On April 20, 1919, ten days after the Baden Bank robbery, gang boss Thomas Egan succumbed to Bright's disease. Egan's death, virtually concurrent with the successful bank job, signaled the beginning of a new phase in the history of his criminal organization. Gone were the days of politically motivated terrorism. No longer would the city and state Democratic politics determine the direction of the gang. After April 1919, the driving force in the Egan universe was cold, hard cash. With the coming of Prohibition and its thousands of dollars in potential bootlegging profits, in addition to the seeming inability of local law enforcement to stop a broad-daylight bank robbery, the city of St. Louis was riper than a summer squash in September. For the "Red-Hots" of Egan's Rats in the spring of 1919, the world was their oyster.

Postscript

- While the eight perpetrators of the Baden Bank robbery remain officially unidentified, some of the Egan gang members suspected of participating included; Max Greenberg, Abe Goldfeder, Ben Milner, Ernest "Bergadine" Miller, Ben "Cotton" Funke, Edward "Big Red" Powers, Clarence "Little Red" Powers, and David "Chippy" Robinson. Out of those eight suspects, only three of them would die of natural causes. 

- Two key members of Egan's Rats, William "Dint" Colbeck and Louis "Red" Smith, had not yet been discharged from the Army after their wartime service in France. Thus, they didn't participate in the Baden Bank robbery.

- At the time of the Baden Bank robbery, three suspected participants; Max Greenberg, Ben Milner, and Edward "Big Red" Powers were free on an appeal bond after their 1917 conviction of theft of interstate shipment in Danville, Illinois. The trio had been sentenced to a total of five years each, but Willie Egan utilized connections that enabled a presidential pardon petition to make its way to President Woodrow Wilson. After spending a few months in 1920 behind bars in Leavenworth Federal Penitentiary, all three men would be officially pardoned.

- Between April 1919 and November 1924, it was conservatively estimated that Egan's Rats had stolen close to 4.5 million dollars from the various bank, armored car, and messenger robberies that they committed.

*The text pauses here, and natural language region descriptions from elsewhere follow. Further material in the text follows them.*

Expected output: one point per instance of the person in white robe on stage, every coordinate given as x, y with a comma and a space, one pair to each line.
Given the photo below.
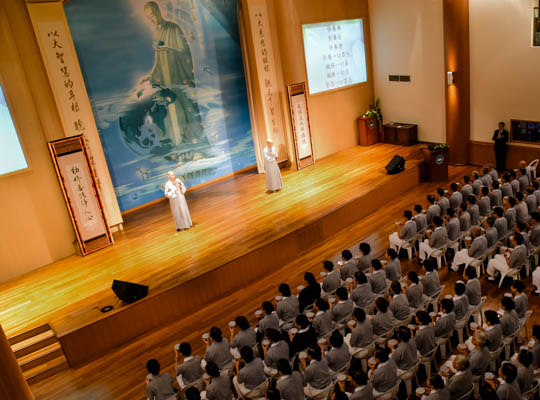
271, 168
174, 190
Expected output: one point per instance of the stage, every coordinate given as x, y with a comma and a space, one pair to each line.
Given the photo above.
241, 234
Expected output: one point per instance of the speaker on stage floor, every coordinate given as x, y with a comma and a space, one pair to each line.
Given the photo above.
396, 165
129, 292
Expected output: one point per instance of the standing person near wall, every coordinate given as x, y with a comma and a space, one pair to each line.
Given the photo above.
500, 137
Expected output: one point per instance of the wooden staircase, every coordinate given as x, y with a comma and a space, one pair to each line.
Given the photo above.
39, 353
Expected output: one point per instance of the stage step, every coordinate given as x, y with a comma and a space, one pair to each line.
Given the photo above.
39, 353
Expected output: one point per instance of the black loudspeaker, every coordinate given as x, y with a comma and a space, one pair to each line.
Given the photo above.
396, 165
129, 292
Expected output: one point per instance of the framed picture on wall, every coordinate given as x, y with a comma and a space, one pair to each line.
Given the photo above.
303, 146
78, 183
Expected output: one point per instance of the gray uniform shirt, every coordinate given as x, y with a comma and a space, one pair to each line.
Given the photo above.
252, 374
362, 295
190, 369
362, 334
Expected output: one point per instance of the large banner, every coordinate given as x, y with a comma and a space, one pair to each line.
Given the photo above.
167, 87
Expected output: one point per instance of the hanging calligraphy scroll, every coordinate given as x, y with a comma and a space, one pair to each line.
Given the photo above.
300, 123
78, 182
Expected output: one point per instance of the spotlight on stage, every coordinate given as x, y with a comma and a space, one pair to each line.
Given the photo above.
396, 165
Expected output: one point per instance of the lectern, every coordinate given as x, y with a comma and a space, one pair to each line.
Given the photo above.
367, 131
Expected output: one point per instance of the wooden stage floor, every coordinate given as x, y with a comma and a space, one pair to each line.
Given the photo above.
232, 218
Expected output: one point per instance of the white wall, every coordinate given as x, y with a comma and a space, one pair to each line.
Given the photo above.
505, 81
407, 39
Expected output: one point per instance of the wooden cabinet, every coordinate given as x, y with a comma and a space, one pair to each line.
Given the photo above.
367, 131
400, 133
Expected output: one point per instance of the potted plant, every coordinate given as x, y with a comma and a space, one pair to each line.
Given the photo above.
436, 162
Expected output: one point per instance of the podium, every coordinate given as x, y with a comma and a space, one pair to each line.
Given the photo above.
367, 131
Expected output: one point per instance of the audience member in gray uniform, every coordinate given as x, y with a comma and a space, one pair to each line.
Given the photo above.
501, 223
322, 322
415, 290
502, 263
461, 382
534, 235
525, 373
473, 210
399, 305
343, 308
522, 212
251, 375
362, 295
290, 384
493, 330
348, 269
530, 200
473, 289
496, 196
317, 375
490, 233
445, 325
332, 280
158, 386
189, 370
523, 179
510, 212
435, 240
476, 249
384, 375
363, 389
506, 187
383, 320
442, 201
270, 320
339, 355
219, 386
452, 225
507, 389
362, 333
364, 261
425, 335
277, 350
304, 338
218, 349
419, 218
520, 298
461, 301
245, 334
431, 281
393, 268
464, 218
288, 308
377, 279
438, 389
406, 231
509, 320
405, 355
456, 198
484, 204
433, 209
479, 358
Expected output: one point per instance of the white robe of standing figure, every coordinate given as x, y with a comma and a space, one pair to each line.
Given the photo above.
271, 168
175, 190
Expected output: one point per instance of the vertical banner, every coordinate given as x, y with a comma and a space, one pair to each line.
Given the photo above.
266, 71
70, 94
300, 123
79, 186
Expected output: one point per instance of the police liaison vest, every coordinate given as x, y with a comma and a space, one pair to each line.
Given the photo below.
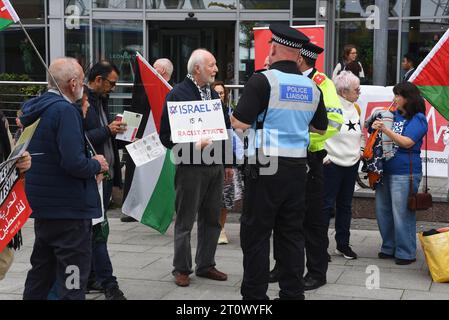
293, 102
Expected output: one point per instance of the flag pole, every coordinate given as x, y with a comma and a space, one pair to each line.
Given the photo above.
40, 57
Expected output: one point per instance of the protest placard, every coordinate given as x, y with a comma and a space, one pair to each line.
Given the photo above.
191, 121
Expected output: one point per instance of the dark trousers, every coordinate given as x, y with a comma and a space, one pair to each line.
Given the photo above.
62, 253
199, 189
316, 222
102, 270
339, 190
274, 203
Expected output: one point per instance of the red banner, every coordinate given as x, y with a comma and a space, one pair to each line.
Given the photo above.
263, 35
14, 207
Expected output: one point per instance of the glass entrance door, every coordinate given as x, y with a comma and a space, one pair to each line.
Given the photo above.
176, 41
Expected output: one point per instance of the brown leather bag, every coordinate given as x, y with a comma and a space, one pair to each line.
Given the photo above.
420, 200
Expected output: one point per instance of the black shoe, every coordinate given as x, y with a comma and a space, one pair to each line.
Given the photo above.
382, 255
114, 293
127, 219
94, 286
403, 262
274, 275
346, 252
311, 283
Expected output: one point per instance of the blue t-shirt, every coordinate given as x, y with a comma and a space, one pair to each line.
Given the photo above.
415, 129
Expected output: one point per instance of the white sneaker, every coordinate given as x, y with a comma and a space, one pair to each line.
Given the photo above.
223, 239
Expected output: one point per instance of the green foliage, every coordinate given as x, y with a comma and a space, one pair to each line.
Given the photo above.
28, 91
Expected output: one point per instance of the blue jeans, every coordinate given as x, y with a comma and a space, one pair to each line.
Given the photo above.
397, 224
338, 192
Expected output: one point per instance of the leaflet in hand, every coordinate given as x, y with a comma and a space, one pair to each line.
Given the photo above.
132, 121
146, 149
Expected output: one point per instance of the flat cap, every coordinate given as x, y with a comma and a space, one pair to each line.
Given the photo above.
288, 36
311, 50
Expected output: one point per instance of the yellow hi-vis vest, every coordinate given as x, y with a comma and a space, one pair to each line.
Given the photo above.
333, 108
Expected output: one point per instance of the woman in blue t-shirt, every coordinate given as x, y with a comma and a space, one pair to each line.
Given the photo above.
397, 224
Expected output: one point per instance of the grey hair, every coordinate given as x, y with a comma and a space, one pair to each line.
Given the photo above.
166, 64
344, 81
196, 58
63, 69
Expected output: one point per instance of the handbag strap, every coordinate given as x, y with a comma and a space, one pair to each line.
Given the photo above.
410, 190
411, 172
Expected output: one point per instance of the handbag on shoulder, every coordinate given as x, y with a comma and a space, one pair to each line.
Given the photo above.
419, 200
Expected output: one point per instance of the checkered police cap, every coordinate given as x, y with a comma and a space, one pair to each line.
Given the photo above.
288, 36
309, 50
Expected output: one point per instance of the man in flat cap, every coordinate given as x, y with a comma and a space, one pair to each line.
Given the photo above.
280, 106
316, 222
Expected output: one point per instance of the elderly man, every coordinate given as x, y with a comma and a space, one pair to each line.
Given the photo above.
101, 132
61, 187
199, 187
164, 67
282, 105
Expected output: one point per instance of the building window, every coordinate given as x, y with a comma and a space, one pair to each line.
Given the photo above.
264, 4
17, 56
355, 32
77, 44
192, 4
246, 41
363, 8
30, 11
304, 9
77, 7
419, 37
118, 41
425, 8
118, 4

- The Baden Bank remained in business until 1984. The building that formerly housed the bank still stands at 8200 North Broadway Avenue in North St. Louis. Other than a few boarded up and broken windows, it looks virtually the same as it did a century ago when Egan's Rats arrived to make their unexpected withdrawal.

Sources

The April 10-11, 1919 issues of the St. Louis Globe-Democrat, St. Louis Post-Dispatch, and St. Louis Star.

Daniel Waugh, Egan's Rats: The Untold Story of the Prohibition-era gang that ruled St. Louis, Nashville: Cumberland House, 2007.